Chroniques

par laurent bergnach

Philippe Olivier
Pierre Boulez – Le Maître et son marteau

Hermann Éditeurs (2005) 312 pages
ISBN 2-7056-6531-5
Pierre Boulez – Le Maître et son marteau

« Jamais, dans l'histoire de la musique de notre pays, un créateur sonore ne cumula autant de dons ». Dès l'introduction de son ouvrage, Philippe Olivier rappelle à ceux qui en doutaient que Pierre Boulez n'est pas seulement, aujourd'hui, le musicien français le plus célèbre de par le monde, mais qu'il y a certainement de bonnes raisons à cela. Pourtant, comme le créateur eut du mal à être prophète en son pays ! En 1959, lassé de l'immobilité de ses compatriotes, des moyens qu'on lui refuse, d'une radio qui ronronne, il part s'établir à Baden-Baden – avant de s'adapter avec aisance au monde anglo-saxon.

Dans un travail qui ne se veut pas exhaustif vu la proximité du sujet, l'auteur analyse combien, à des lieues de l'esthétique du Groupe des Six, les sympathies artistiques de Boulez parurent suspectes dans l'immédiate après-guerre – des siècles de catholicisme, des décennies de germanophobie n'arrangeant rien (comme le prouve cet article Adieu donc, Herr Boulez ! écrit en... 1966). Dès lors, la France officielle, celle qui s'oppose aux initiatives individuelles, aux courants spontanés, cherche à éloigner un ingrat, sinon un traître, des postes à responsabilité, voire de la vie musicale tout court. L'ennemi a plusieurs visages, et on sait les heurts fréquents avec Marcel Landowski ou André Jolivet. Le Marteau sans Maître (1955) est donc créé outre-Rhin, ainsi que Pli selon pli (1962).

Boudé comme jamais chez nous, Boulez est reconnu dans un pays qui lui offre de diriger, pour la première fois en 1966, à Bayreuth, puis accueilli de façon permanente à Londres (1969) et à New York (1971). Personnalité devenue incontournable, le prestige culturel international de la France passe désormais par la valorisation du musicien ; l'Ircam peut voir le jour, mais le replace au centre de tirs bien nourris. La seconde partie du livre, Germania, explique finement l'adoption allemande et la méfiance autrichienne.
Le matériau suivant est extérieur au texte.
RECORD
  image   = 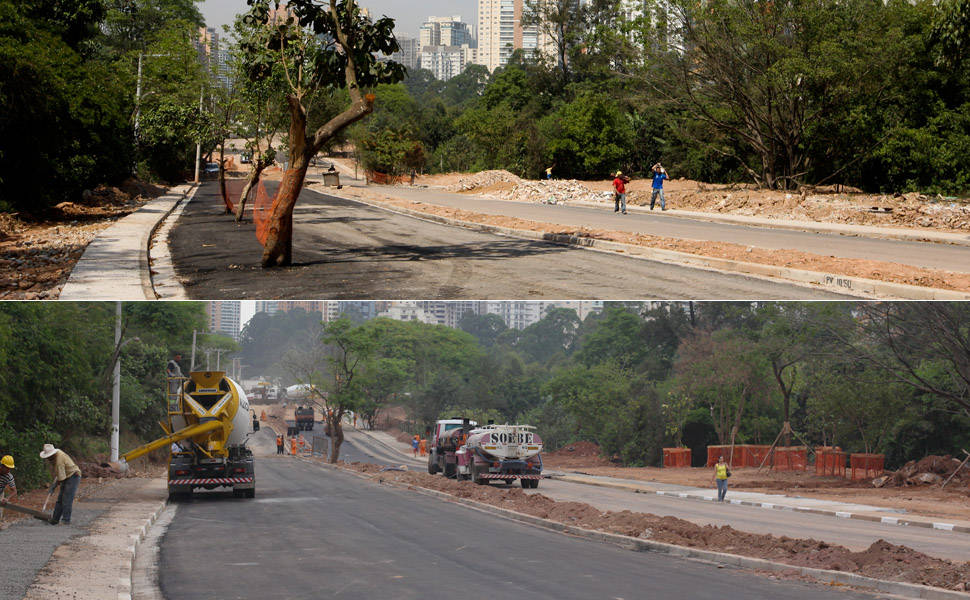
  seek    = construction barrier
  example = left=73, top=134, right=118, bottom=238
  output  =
left=815, top=446, right=848, bottom=477
left=849, top=453, right=886, bottom=481
left=664, top=448, right=690, bottom=469
left=367, top=171, right=410, bottom=185
left=770, top=446, right=808, bottom=471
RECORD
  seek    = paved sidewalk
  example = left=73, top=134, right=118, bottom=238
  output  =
left=0, top=478, right=167, bottom=600
left=58, top=185, right=198, bottom=300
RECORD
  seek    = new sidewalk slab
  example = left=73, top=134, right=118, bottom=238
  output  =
left=58, top=185, right=197, bottom=300
left=359, top=430, right=970, bottom=533
left=547, top=472, right=970, bottom=533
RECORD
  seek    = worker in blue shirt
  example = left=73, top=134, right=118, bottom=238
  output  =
left=650, top=163, right=667, bottom=210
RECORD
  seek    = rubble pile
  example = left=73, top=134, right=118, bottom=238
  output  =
left=872, top=454, right=970, bottom=487
left=494, top=179, right=611, bottom=204
left=445, top=170, right=523, bottom=192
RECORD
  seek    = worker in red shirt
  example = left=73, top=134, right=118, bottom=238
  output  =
left=613, top=171, right=630, bottom=214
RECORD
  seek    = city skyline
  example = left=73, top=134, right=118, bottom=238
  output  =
left=199, top=0, right=477, bottom=38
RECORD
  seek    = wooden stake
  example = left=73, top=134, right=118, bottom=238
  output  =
left=940, top=450, right=970, bottom=490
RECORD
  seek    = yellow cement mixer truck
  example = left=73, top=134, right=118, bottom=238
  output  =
left=121, top=371, right=256, bottom=500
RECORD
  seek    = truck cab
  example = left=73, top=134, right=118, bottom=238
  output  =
left=428, top=417, right=478, bottom=477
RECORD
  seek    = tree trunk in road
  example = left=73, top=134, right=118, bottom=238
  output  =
left=262, top=95, right=308, bottom=267
left=262, top=160, right=309, bottom=267
left=219, top=141, right=230, bottom=215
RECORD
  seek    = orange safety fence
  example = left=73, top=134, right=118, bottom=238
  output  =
left=664, top=448, right=690, bottom=469
left=849, top=453, right=886, bottom=481
left=222, top=177, right=276, bottom=246
left=771, top=446, right=808, bottom=471
left=815, top=446, right=848, bottom=477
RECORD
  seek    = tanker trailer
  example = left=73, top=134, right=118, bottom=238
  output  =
left=121, top=371, right=256, bottom=499
left=455, top=425, right=542, bottom=489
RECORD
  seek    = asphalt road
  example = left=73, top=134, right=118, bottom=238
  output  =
left=170, top=182, right=841, bottom=299
left=159, top=442, right=872, bottom=600
left=348, top=432, right=970, bottom=562
left=387, top=187, right=970, bottom=272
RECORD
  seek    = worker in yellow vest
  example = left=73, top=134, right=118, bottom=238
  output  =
left=713, top=456, right=731, bottom=502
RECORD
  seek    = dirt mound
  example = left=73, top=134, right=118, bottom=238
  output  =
left=345, top=460, right=970, bottom=589
left=542, top=440, right=611, bottom=469
left=872, top=454, right=970, bottom=487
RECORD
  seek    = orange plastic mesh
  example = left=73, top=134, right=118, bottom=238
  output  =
left=849, top=454, right=886, bottom=481
left=815, top=446, right=848, bottom=477
left=664, top=448, right=690, bottom=469
left=771, top=446, right=808, bottom=471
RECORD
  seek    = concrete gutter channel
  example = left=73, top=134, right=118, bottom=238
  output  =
left=299, top=458, right=970, bottom=600
left=549, top=473, right=970, bottom=533
left=328, top=189, right=970, bottom=300
left=58, top=185, right=199, bottom=300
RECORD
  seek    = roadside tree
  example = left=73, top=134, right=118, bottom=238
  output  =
left=242, top=0, right=404, bottom=267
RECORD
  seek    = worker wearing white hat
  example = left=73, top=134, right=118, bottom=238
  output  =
left=0, top=454, right=17, bottom=516
left=40, top=444, right=81, bottom=525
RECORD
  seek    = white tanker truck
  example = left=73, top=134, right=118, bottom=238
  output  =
left=428, top=419, right=542, bottom=489
left=121, top=371, right=256, bottom=498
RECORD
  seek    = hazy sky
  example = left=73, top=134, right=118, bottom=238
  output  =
left=199, top=0, right=478, bottom=37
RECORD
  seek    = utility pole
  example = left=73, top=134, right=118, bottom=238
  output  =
left=135, top=52, right=143, bottom=148
left=111, top=302, right=121, bottom=463
left=195, top=86, right=202, bottom=182
left=189, top=329, right=196, bottom=373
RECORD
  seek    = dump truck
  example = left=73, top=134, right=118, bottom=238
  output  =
left=428, top=420, right=542, bottom=489
left=120, top=371, right=256, bottom=499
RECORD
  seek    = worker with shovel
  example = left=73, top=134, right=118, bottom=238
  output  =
left=40, top=444, right=81, bottom=525
left=0, top=454, right=17, bottom=518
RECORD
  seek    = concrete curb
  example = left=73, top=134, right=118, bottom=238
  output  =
left=298, top=460, right=970, bottom=600
left=148, top=185, right=202, bottom=300
left=549, top=475, right=970, bottom=533
left=330, top=190, right=970, bottom=300
left=118, top=500, right=168, bottom=600
left=58, top=185, right=194, bottom=300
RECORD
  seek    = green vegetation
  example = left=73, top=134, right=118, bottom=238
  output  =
left=0, top=302, right=212, bottom=488
left=242, top=302, right=970, bottom=466
left=364, top=0, right=970, bottom=194
left=0, top=0, right=211, bottom=212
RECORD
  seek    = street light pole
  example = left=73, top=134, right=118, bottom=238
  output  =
left=195, top=87, right=202, bottom=182
left=111, top=302, right=120, bottom=463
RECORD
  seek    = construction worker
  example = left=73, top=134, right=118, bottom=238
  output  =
left=650, top=163, right=667, bottom=210
left=40, top=444, right=81, bottom=525
left=0, top=454, right=17, bottom=504
left=712, top=456, right=731, bottom=502
left=613, top=171, right=630, bottom=214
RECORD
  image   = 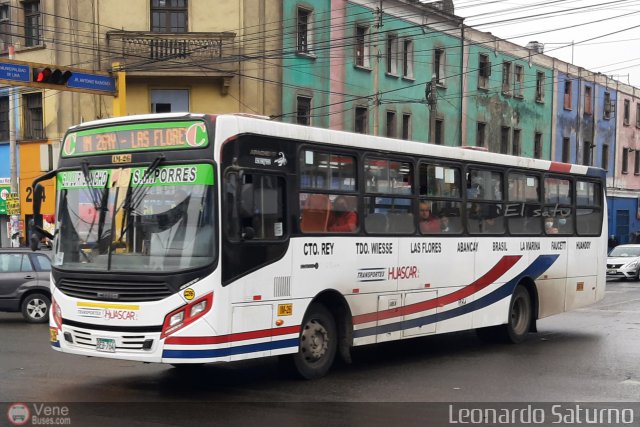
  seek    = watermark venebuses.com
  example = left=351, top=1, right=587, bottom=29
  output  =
left=7, top=403, right=71, bottom=426
left=448, top=403, right=640, bottom=426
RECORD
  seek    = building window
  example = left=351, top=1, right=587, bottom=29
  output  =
left=151, top=0, right=188, bottom=33
left=502, top=62, right=511, bottom=93
left=355, top=25, right=370, bottom=67
left=602, top=92, right=611, bottom=119
left=511, top=129, right=521, bottom=156
left=387, top=34, right=398, bottom=75
left=623, top=99, right=631, bottom=126
left=584, top=86, right=593, bottom=114
left=296, top=96, right=311, bottom=126
left=533, top=132, right=542, bottom=159
left=402, top=114, right=411, bottom=140
left=536, top=71, right=545, bottom=102
left=564, top=80, right=572, bottom=110
left=433, top=49, right=446, bottom=85
left=296, top=7, right=312, bottom=53
left=23, top=0, right=40, bottom=46
left=0, top=3, right=11, bottom=52
left=151, top=89, right=191, bottom=113
left=434, top=119, right=444, bottom=145
left=500, top=126, right=509, bottom=154
left=0, top=96, right=9, bottom=141
left=387, top=111, right=396, bottom=138
left=354, top=107, right=368, bottom=133
left=402, top=39, right=413, bottom=79
left=562, top=138, right=571, bottom=163
left=478, top=53, right=491, bottom=89
left=582, top=141, right=593, bottom=166
left=22, top=92, right=44, bottom=139
left=514, top=65, right=524, bottom=98
left=476, top=122, right=487, bottom=147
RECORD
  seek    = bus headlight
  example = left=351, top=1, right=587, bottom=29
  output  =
left=189, top=300, right=207, bottom=317
left=169, top=310, right=184, bottom=327
left=160, top=292, right=213, bottom=338
left=51, top=296, right=62, bottom=330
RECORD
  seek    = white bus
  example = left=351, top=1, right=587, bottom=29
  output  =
left=33, top=114, right=607, bottom=378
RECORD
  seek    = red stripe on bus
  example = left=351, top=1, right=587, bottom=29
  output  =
left=549, top=162, right=571, bottom=172
left=165, top=325, right=300, bottom=345
left=353, top=255, right=522, bottom=325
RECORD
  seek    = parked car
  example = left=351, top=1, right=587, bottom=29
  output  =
left=0, top=248, right=51, bottom=323
left=607, top=245, right=640, bottom=280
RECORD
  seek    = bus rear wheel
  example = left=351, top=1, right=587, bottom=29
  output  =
left=293, top=304, right=338, bottom=380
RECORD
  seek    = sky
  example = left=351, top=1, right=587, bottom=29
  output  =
left=454, top=0, right=640, bottom=88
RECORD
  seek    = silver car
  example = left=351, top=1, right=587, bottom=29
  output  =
left=607, top=245, right=640, bottom=280
left=0, top=249, right=51, bottom=323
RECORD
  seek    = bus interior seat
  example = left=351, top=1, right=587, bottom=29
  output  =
left=388, top=212, right=415, bottom=234
left=364, top=213, right=387, bottom=233
left=300, top=194, right=331, bottom=233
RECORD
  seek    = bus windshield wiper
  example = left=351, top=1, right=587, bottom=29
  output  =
left=81, top=160, right=100, bottom=210
left=118, top=154, right=165, bottom=241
À suivre ce récit d'un exil vécu, avec le recul, comme une chance, on ne peut qu'approuver et rire des multiples saillies du compositeur contre les livrets traduits, le chauvinisme et ces fonctionnaires qui ont mis au tapis de moins résistants que lui. On y retrouve également ses combats autour de l'Orchestre de Paris, du Festival d'Automne, de l'opéra Bastille, etc. Au final, on espère que le lecteur sera convaincu que notre amateur de coupés Mercedes est « un tendre refoulant avec un contrôle de soi hors du commun les déferlements de sa propre sensibilité ».